Em declarações à agência Lusa, cerca das 21:00, Célia Marques contou que "a situação agravou-se consideravelmente" desde o final da tarde, quando o fogo parecia estar controlado, acrescentando que a “situação é caótica” e que, neste momento, “há casas em risco”.

Os habitantes das localidades da Tapada, Casal Agostinho Alves e Relvas estão a ser retirados e encaminhados numa carrinha para a sede da Casa do Povo da freguesia, que fica numa zona mais urbana e segura.

A presidente da Câmara de Alvaiázere explicou que o incêndio agravou-se, também pelo facto de já não haver meios aéreos a operar, acrescentado que há também dificuldades ao nível das comunicações.

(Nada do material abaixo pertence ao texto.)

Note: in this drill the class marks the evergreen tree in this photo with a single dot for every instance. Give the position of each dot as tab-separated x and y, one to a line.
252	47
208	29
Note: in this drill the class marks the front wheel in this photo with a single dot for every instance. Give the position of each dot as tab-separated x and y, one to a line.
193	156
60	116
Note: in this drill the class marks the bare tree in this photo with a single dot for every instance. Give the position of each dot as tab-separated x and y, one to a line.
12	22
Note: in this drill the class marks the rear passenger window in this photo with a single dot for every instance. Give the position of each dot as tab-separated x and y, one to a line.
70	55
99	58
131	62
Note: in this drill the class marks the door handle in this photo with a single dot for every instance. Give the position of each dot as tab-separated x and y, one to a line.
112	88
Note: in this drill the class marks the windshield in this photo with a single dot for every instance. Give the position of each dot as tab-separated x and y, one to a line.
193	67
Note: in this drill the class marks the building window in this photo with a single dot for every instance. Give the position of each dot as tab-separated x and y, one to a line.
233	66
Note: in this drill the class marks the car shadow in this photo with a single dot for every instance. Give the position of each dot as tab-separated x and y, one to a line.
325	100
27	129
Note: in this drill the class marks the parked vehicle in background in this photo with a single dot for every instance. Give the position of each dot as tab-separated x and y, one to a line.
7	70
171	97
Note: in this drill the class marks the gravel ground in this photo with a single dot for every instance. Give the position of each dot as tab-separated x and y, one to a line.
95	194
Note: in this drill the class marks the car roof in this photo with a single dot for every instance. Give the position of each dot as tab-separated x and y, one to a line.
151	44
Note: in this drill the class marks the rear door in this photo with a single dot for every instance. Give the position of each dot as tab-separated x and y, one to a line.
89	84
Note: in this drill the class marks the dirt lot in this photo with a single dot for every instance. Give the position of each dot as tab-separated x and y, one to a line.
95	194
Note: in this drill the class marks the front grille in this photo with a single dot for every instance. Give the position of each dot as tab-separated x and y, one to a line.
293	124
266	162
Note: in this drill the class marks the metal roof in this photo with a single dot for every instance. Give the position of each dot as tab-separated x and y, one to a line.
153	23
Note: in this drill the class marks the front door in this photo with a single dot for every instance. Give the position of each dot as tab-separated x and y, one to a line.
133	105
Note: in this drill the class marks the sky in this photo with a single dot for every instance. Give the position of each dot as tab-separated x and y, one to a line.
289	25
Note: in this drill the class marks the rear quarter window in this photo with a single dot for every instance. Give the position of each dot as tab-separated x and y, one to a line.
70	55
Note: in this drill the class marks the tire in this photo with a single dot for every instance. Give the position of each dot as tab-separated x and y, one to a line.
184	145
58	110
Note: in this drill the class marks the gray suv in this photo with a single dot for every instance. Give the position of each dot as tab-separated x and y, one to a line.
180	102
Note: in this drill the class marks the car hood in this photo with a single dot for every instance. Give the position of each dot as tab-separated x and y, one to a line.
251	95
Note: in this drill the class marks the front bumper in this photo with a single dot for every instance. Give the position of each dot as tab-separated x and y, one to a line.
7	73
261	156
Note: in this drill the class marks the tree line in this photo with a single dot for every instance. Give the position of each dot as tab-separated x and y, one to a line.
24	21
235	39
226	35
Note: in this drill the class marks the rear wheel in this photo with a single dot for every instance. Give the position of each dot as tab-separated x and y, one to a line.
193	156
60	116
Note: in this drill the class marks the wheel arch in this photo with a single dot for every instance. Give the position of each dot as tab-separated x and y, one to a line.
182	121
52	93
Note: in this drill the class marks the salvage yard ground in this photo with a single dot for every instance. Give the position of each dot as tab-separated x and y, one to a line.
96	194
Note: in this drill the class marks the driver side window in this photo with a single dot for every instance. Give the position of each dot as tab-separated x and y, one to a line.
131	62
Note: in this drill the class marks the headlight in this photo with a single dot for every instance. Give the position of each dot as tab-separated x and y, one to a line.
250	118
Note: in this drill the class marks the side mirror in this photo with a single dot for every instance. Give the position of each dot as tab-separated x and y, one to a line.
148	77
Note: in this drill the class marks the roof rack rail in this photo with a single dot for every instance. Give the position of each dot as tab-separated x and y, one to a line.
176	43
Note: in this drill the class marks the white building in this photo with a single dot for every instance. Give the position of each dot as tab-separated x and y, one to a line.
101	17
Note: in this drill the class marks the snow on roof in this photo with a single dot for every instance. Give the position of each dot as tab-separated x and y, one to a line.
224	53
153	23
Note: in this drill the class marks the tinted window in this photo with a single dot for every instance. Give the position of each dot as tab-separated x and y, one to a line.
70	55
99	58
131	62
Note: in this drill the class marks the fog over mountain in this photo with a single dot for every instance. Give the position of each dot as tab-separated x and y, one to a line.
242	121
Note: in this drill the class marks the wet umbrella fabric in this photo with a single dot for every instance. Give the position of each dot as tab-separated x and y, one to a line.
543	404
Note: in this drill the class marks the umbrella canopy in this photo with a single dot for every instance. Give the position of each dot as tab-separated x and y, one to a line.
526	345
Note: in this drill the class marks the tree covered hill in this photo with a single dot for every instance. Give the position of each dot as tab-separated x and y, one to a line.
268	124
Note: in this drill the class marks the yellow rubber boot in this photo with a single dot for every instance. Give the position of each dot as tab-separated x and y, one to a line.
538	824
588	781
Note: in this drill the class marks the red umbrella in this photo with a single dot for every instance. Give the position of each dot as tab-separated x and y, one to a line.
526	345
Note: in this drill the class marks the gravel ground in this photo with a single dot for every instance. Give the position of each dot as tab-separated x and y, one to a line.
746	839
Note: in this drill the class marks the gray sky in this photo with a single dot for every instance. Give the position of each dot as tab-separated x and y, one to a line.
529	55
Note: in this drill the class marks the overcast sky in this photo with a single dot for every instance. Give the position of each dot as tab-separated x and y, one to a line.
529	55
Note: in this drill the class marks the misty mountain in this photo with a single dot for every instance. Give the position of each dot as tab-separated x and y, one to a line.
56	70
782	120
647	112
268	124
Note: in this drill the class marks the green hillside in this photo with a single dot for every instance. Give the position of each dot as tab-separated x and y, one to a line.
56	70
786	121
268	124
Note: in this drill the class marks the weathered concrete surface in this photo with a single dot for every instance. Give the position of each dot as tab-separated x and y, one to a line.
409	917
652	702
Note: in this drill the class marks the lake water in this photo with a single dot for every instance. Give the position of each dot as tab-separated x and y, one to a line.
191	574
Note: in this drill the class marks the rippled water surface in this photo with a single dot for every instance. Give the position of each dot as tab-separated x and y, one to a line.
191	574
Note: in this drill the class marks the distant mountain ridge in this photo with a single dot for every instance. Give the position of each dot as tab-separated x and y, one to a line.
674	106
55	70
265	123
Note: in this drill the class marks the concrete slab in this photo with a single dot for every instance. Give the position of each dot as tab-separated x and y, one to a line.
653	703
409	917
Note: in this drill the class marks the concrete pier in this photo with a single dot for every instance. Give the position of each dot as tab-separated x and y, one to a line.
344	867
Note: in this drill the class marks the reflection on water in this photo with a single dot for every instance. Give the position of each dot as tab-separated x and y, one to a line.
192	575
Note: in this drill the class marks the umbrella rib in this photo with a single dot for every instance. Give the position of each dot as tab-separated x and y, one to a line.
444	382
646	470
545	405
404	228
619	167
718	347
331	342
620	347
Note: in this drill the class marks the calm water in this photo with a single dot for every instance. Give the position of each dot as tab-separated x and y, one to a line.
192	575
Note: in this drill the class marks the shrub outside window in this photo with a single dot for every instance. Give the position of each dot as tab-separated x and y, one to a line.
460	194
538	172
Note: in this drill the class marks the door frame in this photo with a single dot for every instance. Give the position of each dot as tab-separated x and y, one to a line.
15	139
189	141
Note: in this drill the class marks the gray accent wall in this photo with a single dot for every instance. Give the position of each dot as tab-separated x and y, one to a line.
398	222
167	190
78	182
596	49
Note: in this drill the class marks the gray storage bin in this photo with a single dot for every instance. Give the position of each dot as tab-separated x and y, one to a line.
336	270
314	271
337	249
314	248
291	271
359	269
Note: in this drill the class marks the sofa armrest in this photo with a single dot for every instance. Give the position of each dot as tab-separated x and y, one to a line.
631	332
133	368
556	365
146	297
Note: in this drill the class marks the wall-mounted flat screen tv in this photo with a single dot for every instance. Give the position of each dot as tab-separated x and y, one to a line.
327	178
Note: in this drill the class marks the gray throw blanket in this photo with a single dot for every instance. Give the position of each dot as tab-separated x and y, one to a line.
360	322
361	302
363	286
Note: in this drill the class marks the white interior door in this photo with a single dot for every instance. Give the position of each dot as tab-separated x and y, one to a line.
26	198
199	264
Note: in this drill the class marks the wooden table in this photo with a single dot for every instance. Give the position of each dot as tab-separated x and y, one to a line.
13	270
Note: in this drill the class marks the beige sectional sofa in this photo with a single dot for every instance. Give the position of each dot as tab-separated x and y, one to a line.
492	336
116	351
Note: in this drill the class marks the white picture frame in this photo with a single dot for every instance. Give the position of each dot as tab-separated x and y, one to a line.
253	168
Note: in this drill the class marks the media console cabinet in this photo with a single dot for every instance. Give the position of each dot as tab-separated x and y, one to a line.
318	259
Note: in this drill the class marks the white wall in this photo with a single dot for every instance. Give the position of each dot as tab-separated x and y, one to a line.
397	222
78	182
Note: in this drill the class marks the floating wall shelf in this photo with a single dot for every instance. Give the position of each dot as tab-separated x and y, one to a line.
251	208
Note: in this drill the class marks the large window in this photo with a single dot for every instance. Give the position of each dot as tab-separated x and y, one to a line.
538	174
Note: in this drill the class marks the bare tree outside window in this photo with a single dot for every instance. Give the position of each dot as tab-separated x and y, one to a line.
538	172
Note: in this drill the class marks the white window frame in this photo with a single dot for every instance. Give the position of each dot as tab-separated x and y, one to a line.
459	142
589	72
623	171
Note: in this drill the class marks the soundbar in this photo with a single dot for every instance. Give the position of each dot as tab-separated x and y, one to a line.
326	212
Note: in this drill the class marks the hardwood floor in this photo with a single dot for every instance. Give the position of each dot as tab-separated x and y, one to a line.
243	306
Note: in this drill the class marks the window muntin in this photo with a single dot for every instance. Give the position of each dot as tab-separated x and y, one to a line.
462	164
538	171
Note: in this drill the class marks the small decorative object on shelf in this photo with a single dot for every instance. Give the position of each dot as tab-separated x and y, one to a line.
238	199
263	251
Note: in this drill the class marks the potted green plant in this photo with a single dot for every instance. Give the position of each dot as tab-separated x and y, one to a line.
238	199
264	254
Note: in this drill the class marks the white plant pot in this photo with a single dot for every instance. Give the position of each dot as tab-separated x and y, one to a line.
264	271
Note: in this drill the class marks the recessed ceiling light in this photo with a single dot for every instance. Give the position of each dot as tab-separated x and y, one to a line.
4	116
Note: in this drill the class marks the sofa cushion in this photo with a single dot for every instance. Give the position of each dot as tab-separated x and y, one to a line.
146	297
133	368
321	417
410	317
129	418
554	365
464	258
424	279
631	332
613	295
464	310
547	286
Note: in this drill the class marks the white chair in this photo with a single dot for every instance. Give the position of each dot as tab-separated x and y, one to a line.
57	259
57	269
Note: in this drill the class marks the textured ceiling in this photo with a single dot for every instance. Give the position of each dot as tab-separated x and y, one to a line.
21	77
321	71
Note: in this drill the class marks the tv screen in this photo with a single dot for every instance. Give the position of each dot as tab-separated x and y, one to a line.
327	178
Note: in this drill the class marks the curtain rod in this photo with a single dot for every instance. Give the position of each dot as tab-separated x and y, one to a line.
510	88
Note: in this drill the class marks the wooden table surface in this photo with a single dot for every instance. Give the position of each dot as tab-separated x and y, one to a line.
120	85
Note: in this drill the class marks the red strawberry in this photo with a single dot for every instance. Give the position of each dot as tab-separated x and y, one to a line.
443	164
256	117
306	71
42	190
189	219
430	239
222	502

Cerca das 19:45, a autarca explicou à Lusa que várias casas estiveram durante a tarde de hoje ameaçadas por um incêndio que ainda se mantinha ativo, sem, no entanto, colocar populações em risco, àquela hora.

Célia Marquês contou na ocasião que as populações viveram momentos “muito difíceis” durante a tarde, acrescentando que a zona, “muito acidentada ao nível do terreno”, prejudicou o combate às chamas.

Contudo, a presidente do município de Alvaiázere estava apreensiva com o vento que acabou por potenciar a evolução das chamas.

“Estamos a aguardar pela noite e está-se a levantar algum vento, pelo que estamos um bocadinho apreensivos com o desenrolar da situação, mas estamos atentos. O fogo ainda está a arder, mas já não há populações em risco”, sublinhou na altura Célia Marques.

De acordo com a página da internet da Autoridade Nacional da Proteção Civil (ANPC), às 21:10 estavam empenhados no combate às chamas deste incêndio em Alvaiázere 102 operacionais, apoiados por 30 viaturas.